Capsicum vs seccomp: Process Sandboxing
14 points by runxiyu
14 points by runxiyu
Ugh. Cool topic, but I can't stand the LLM-generated smell to it.
Hmm, I was a bit suspicious but I couldn't spot any specific signs. Could you tell me why so I could also spot them in the future...
The repeated “Not <X>, but <Y>” sentence phrasing is a big one lately. That was originally lazy, low effort writing to pad word count for human-written SEO spam, from what I can tell.
And now LLMs reproduce it at a fraction of the price.
Any human writer worth reading would have gotten bored of that trope several paragraphs before this article’s so-called author did.
I'm skeptical of eBPF as a security boundary tool, since the kernel apparently makes no guarantee that eBPF will see everything: https://securityboulevard.com/2023/09/pitfalls-of-relying-on-ebpf-for-security-monitoring-and-some-solutions/
Thankfully Linux has landlock now: https://docs.kernel.org/userspace-api/landlock.html or the project homepage: https://landlock.io/
Has anyone tried to implement something like cap_enter on Linux by using seccomp-bpf, or perhaps via a cursed mix of unsharing ambient namespaces? I know Google had capsicum-linux but it's an unmaintained fork of Linux which is not viable in the present day.

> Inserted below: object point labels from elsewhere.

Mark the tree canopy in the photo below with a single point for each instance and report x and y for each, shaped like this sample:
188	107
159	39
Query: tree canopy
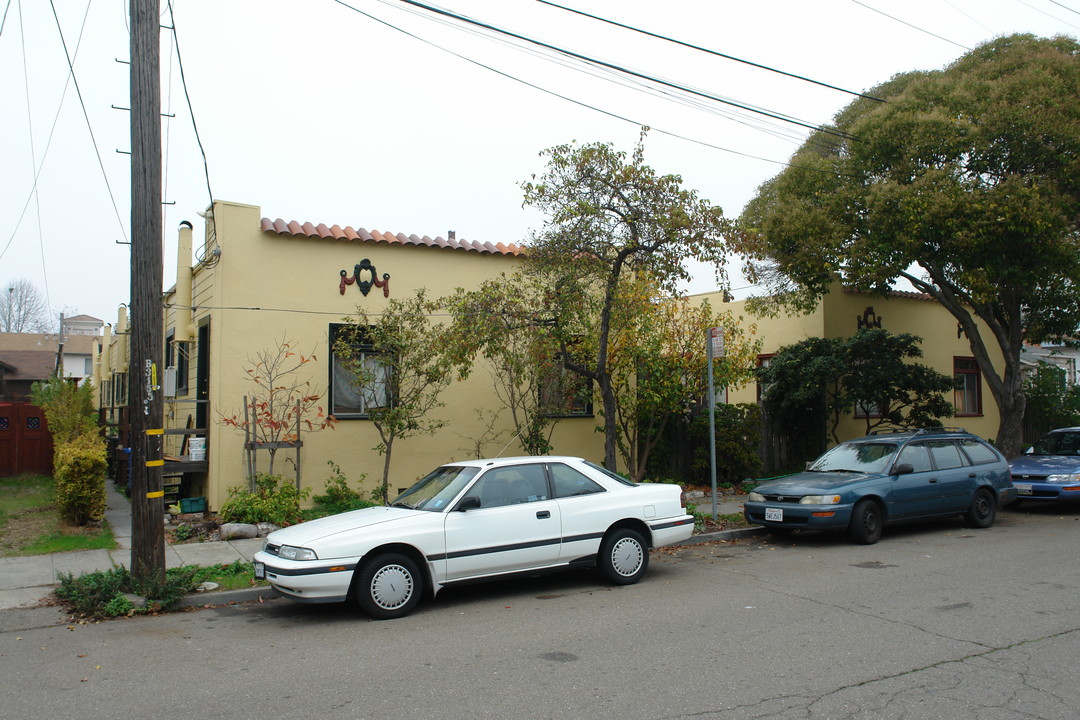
964	182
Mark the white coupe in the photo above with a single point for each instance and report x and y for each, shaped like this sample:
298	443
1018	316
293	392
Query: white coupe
472	520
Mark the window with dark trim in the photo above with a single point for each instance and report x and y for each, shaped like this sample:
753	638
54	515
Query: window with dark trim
968	396
348	399
566	394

Also, although the description of capsicum appears to be correct, something feels off about its description of seccomp-bpf (although I'm unfamiliar with the latter).
Has anyone tried to implement something like cap_enter on Linux by using seccomp-bpf
Yup. In the verona-sandbox project, I implement the minimal usable subset, which basically disables all of the syscalls that can create new file descriptors and relies on another process to proxy things like openat (which are safe on FreeBSD in capability mode) securely.
I also wrote a quite horribly hacky Linux kernel module that provided proxy FDs that worked like the original Capsicum implementation. Modern FreeBSD embeds the credentials in the file descriptor and does the checks in the system calls, but the original one had special file descriptors that interposed between the user and the real ones and did the permission checks. You needed to talk to a special device to replace a file descriptor with the proxy version, but then it could be restricted via an ioctl.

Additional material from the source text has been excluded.